The fee for a product assessment is $200 in the U.S. and $220 elsewhere.”

See why Walmart is the most successful retailer in history? They will
let you pay at least $175.00 for you to find out what they already know, and
that is it is extremely unlikely they’d be interested in your product. And
further, they will consider foreign suppliers products as well, for $20 more.
So the supplier overseas, for whom you are trying to sell his product, can
very easily go directly to Walmart. What value would you provide selling to
Walmart?

Walmart has shelf space that must produce a certain amount of profit or
the Walmart mission fails. The most likely candidates for Walmart are items
already popular, that, as the Walmart slogan goes, can be always less price
than elsewhere. So naturally, well-known items fit the bill. But the
start-up importer does not have the economies of scale to support the Walmart
mission.

Let’s compare that to Gumps, at www.Gumps.com. Gumps is a San
Francisco-based retailer of fine gift and housewares. They have one store,
and a catalog. They sell well known brands such as Baccarat and unknown
names such as Carl Rotter. One nice water glass at Gumps might sell in then
$150.00 price range. Some people might view that as expensive, but Gumps is
not expensive, when you consider the amazing talent and workmanship that went
into the product. As they say, “you couldn’t make it for that.”

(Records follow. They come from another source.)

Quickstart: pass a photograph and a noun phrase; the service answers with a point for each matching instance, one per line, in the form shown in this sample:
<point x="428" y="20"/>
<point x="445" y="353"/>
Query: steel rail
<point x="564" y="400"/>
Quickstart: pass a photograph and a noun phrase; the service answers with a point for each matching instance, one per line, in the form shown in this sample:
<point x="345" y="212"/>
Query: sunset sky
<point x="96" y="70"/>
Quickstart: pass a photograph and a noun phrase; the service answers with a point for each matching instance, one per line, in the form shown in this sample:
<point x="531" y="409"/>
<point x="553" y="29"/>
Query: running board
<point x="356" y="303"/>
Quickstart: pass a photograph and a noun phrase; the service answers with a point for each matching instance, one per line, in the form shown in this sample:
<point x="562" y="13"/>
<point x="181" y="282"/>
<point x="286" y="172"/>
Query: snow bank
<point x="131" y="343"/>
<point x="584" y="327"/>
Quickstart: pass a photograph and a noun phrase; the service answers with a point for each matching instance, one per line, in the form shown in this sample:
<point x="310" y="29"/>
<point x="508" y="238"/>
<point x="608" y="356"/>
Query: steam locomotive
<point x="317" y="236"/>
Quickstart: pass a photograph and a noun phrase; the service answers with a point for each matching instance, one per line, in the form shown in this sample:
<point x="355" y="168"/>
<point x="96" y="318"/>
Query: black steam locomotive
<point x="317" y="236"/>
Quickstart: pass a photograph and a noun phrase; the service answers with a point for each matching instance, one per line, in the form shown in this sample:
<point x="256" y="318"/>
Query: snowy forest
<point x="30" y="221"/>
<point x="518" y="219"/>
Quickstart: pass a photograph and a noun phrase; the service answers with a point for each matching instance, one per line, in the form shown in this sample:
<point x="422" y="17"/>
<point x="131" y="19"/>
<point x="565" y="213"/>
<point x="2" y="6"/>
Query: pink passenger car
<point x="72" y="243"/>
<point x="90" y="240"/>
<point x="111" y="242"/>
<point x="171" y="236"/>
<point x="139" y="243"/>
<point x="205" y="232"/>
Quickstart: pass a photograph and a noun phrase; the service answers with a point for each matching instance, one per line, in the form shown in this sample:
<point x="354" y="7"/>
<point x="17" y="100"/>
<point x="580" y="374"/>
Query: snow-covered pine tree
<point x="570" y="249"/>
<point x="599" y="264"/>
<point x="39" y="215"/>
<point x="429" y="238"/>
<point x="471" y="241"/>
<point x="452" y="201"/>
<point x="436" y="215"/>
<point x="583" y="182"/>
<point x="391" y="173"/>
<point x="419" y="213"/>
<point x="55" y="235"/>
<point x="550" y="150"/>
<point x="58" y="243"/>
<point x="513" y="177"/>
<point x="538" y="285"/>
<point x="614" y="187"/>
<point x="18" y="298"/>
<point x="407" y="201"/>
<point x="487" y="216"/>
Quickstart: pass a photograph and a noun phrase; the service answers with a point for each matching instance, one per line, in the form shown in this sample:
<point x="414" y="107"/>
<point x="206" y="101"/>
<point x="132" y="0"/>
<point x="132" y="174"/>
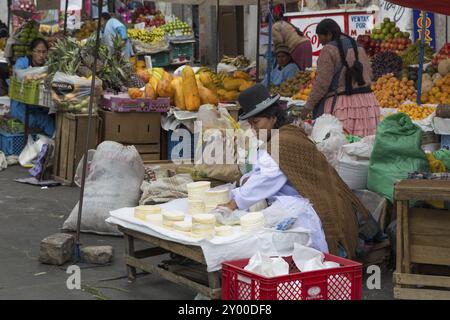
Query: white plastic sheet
<point x="239" y="245"/>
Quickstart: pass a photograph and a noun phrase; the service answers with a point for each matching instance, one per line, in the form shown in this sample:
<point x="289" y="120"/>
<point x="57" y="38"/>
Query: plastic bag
<point x="329" y="137"/>
<point x="353" y="162"/>
<point x="72" y="93"/>
<point x="324" y="126"/>
<point x="266" y="266"/>
<point x="79" y="171"/>
<point x="372" y="201"/>
<point x="397" y="152"/>
<point x="32" y="149"/>
<point x="116" y="175"/>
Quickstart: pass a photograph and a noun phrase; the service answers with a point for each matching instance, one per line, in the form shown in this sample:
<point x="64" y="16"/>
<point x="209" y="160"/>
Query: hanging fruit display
<point x="177" y="28"/>
<point x="443" y="54"/>
<point x="155" y="35"/>
<point x="391" y="92"/>
<point x="416" y="112"/>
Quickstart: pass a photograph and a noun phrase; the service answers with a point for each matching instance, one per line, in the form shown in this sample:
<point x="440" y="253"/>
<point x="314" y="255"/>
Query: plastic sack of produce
<point x="116" y="174"/>
<point x="397" y="152"/>
<point x="329" y="137"/>
<point x="72" y="93"/>
<point x="443" y="155"/>
<point x="353" y="162"/>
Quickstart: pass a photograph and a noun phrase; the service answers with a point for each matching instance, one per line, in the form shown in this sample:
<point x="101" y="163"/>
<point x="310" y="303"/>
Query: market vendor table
<point x="423" y="237"/>
<point x="134" y="259"/>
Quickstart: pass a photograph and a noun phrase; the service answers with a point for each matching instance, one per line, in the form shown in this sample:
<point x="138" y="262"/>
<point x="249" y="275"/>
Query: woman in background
<point x="38" y="116"/>
<point x="285" y="33"/>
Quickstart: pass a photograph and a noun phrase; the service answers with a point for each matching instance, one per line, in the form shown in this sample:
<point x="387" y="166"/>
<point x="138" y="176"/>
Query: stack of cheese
<point x="149" y="213"/>
<point x="184" y="227"/>
<point x="171" y="217"/>
<point x="203" y="225"/>
<point x="252" y="221"/>
<point x="214" y="198"/>
<point x="196" y="196"/>
<point x="224" y="231"/>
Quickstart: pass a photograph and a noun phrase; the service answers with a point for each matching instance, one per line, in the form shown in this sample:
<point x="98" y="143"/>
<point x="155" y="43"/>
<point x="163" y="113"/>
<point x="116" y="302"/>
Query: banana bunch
<point x="239" y="61"/>
<point x="155" y="35"/>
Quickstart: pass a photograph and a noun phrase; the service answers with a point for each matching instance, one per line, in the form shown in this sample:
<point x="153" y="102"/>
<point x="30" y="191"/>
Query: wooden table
<point x="134" y="260"/>
<point x="423" y="238"/>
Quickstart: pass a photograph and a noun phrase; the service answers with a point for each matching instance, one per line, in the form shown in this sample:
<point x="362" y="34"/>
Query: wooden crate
<point x="131" y="127"/>
<point x="422" y="239"/>
<point x="71" y="131"/>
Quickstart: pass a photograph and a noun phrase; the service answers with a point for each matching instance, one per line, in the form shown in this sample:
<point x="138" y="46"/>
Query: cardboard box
<point x="149" y="152"/>
<point x="131" y="128"/>
<point x="71" y="131"/>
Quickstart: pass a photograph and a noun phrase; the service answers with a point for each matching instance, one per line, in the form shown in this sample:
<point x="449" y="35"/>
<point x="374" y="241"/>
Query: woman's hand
<point x="231" y="205"/>
<point x="305" y="114"/>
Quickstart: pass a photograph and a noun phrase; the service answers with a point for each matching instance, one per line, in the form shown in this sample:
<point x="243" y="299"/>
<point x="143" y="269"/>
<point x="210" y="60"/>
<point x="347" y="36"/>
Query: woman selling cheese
<point x="39" y="117"/>
<point x="302" y="181"/>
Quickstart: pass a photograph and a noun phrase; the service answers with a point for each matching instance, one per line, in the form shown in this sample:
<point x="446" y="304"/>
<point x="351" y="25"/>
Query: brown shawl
<point x="315" y="179"/>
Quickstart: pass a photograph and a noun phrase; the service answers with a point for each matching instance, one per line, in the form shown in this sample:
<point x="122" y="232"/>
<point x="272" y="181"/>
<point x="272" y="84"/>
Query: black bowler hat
<point x="255" y="100"/>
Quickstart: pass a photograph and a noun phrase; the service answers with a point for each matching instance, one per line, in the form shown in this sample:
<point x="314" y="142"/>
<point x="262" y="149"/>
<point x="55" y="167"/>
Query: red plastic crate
<point x="342" y="283"/>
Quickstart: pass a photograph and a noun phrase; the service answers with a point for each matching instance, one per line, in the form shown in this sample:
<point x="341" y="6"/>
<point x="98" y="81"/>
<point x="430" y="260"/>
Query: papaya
<point x="135" y="93"/>
<point x="178" y="96"/>
<point x="207" y="96"/>
<point x="144" y="75"/>
<point x="164" y="88"/>
<point x="246" y="85"/>
<point x="231" y="84"/>
<point x="149" y="92"/>
<point x="154" y="82"/>
<point x="190" y="89"/>
<point x="231" y="95"/>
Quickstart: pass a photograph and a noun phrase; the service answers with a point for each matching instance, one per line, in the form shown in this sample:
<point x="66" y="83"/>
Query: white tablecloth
<point x="240" y="245"/>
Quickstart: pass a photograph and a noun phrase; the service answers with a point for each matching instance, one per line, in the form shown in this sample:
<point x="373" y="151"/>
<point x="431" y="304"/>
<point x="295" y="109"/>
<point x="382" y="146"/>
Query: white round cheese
<point x="154" y="219"/>
<point x="202" y="227"/>
<point x="224" y="231"/>
<point x="173" y="216"/>
<point x="196" y="190"/>
<point x="168" y="223"/>
<point x="203" y="234"/>
<point x="185" y="226"/>
<point x="204" y="218"/>
<point x="196" y="207"/>
<point x="217" y="197"/>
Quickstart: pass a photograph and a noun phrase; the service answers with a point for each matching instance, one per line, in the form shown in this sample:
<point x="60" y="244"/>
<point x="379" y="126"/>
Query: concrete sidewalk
<point x="28" y="214"/>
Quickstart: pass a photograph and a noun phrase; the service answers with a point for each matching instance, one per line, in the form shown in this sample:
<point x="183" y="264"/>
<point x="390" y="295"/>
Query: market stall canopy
<point x="225" y="2"/>
<point x="438" y="6"/>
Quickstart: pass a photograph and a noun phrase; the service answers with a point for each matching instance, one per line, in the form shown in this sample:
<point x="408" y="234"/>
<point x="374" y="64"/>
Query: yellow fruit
<point x="190" y="90"/>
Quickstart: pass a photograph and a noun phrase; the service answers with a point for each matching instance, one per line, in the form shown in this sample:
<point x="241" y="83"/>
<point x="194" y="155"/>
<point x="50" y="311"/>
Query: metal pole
<point x="86" y="149"/>
<point x="217" y="33"/>
<point x="258" y="34"/>
<point x="9" y="16"/>
<point x="65" y="16"/>
<point x="422" y="46"/>
<point x="446" y="29"/>
<point x="269" y="61"/>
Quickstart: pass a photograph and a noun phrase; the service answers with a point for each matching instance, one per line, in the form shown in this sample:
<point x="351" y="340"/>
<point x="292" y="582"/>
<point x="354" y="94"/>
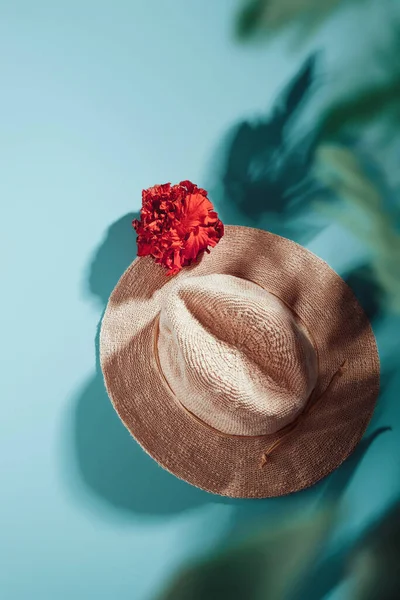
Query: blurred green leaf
<point x="270" y="16"/>
<point x="365" y="214"/>
<point x="363" y="107"/>
<point x="375" y="561"/>
<point x="264" y="567"/>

In the history of mankind, those artifacts we consider examples of our
finest art and culture are very often produced in very difficult
circumstances. In cuisine, the truffle is considered de luxe, but truffles
would never had entered our diet if people were not so desperate at one point
as to steal food from pigs. Beer, cheese, and popcorn were all mistakes.
Lutefisk likewise. Celadon pottery, silk garments, Many other products are
created when a problem is perceived and a solution painstakingly created.
Either way, the most appropriate venue to introduce such products, whether
discovered accidently or painstakingly created, is not the Walmart and other
huge mass retailers. Gumps is an example of just one store, in one industry,
gifts and housewares. There are thousands such stores across the USA in gift
and housewares. They have counterparts in every other industry: clothing,
autos, foorwear, foodstuffs, jewelry, skincare and boating. If you can
conceive of a product that solves a problem, there is a store that is
approriate for selling the item.

Gumps is a favorite of mine since it is a leader in my industry, but also
because of certain skill they maintain. When exotic items first emerged in
history, say celadon, it was the royalty who first enjoyed it. Now such
items appear first in stores such as Gumps. And as a practical matter, you
might have to expose your risk credit-wise some $100,000 support a Walmart
transcaction and yield some $5,000 gross profit, a $10,000 from Gumps would
normally yield you the same $5,000 gross.